Não raro, duvido da minha capacidade de discernimento em meio a tantas promessas de felicidade. Atribuo ao meu sarcasmo ou rabugice a dificuldade em encontrar algo que rasgue os sentidos do espectador, com ou sem sutileza. Um refresco infernal que traduza, efetivamente, o momento em que vivemos e drible a disfunção narcotizante que acompanha o excesso de informação.

(Abro aqui um parênteses para um paralelismo histórico, ainda que simplista, quando barquinhos deslizantes silenciavam os gritos que brotavam dos porões da ditadura. Toda arte que não se prestasse a protestar contra o regime era considerada menor ou alienada. Tropicalistas, socorrei-nos! Hoje a Bossa Nova é aclamada em todo o mundo como um dos movimentos mais importantes da cultura brasileira. Terá a fofurice a mesma importância em alguns anos?)

Garimpar é tarefa exigente. Com paciência, em meio a um lamaçal asséptico, o ouro sempre surge. Foi assim com “Nelson por ele mesmo”, leitura dramática de Fernanda Montenegro, a partir do livro homônimo organizado por Sônia, filha de Nelson Rodrigues. No palco, uma mesa de escritório e uma cadeira ocupada por Fernanda, vestida de preto, cabelos brancos presos num coque. Assim, sem pirotecnia, mergulhamos no universo de um dos maiores autores brasileiros, a despeito de todas as polêmicas que suscita e da pecha de reacionário que sempre o acompanhou. Na voz inconfundível de FernandaMontenegro, desvela-se o cronista excepcional, sem deixar de colocar na mesa assuas contradições. O encontro da simplicidade com a exuberância.
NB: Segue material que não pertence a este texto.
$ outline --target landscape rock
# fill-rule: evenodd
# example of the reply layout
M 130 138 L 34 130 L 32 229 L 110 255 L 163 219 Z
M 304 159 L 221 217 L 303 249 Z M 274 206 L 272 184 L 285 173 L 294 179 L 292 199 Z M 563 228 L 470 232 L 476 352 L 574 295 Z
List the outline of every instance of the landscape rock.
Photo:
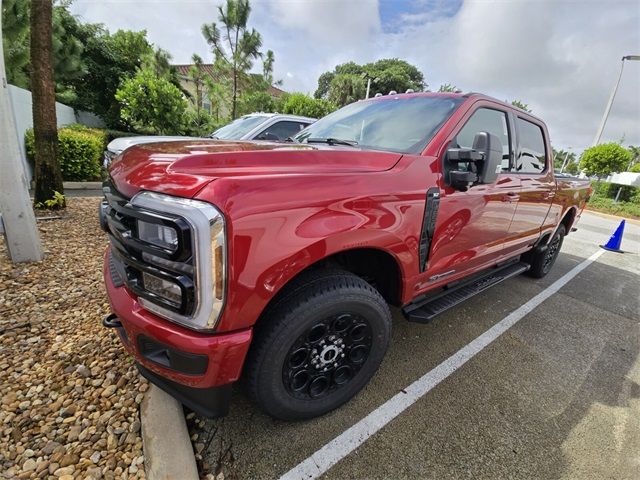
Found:
M 1 479 L 144 478 L 135 459 L 147 381 L 101 324 L 99 201 L 68 198 L 62 218 L 38 222 L 42 262 L 13 264 L 0 242 Z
A dedada nos olhos tão necessária, que levou a plateia ao estado de comoção e enlevo que só com a arte (e com a Fernandona) é possível alcançar.

Sim, não é preciso garimpar para chegar à Fernanda ou Nelson, pois estes são pedras brutas que saltam aos olhos. Mas, as surpresas estão sempre acontecendo. A escritora Amara Moira, primeira mulher trans a defender doutorado no Brasil (Unicamp), é uma delas. Em seu perfil no twitter ela, que se auto descreve como “travesti, putafeminista e doutora”,  é autora de “E se eu fosse puta?” (Hoo Editora, 2016) e co-autora de “Vidas Trans –a coragem de existir” (Astral Cultural, 2017), duas publicações atrevidamente necessárias para mostrar a vida como ela é.

A arte não está restrita ao sutil. Muitas vezes é preciso desnudar-separa o cumprimento do exercício artístico, seja como criador ou apreciador, e tirar o véu da hipocrisia para contar ou ouvir sobre o seu tempo. É preciso, sobretudo, ter disposição para vasculhar e refletir sobre os conteúdos trazidos a público, seja em espaços culturais ou em mais uma festa literária, entre os muitos espalhados pelo Brasil e pelo mundo. O quanto dizem de nós?

Dicas culturais (para adensar o pensamento acerca do tema desta edição do Letras, “origens e identidade”):

“Histórias Afro-atlânticas” (foto), exposição em cartaz no MASP e no Instituto Tomie Ohtake, em São Paulo, vale a viagem. A curadoria é de Adriano Pedrosa, Ayrson Heráclito,Hélio Menezes, Lilia Moritz Schwarcz e Tomás Toledo. Eis uma temática que precisa ser vista e revista todos os dias.

“AI-5 – 50 ANOS – Ainda não acabou de terminar“,  é outra exposição belíssima, em cartaz também no Instituto Tomie Ohtake, em São Paulo. Tem curadoria do Paulo Miyada. Não espere sutilezas e, se possível, visite antes das eleições.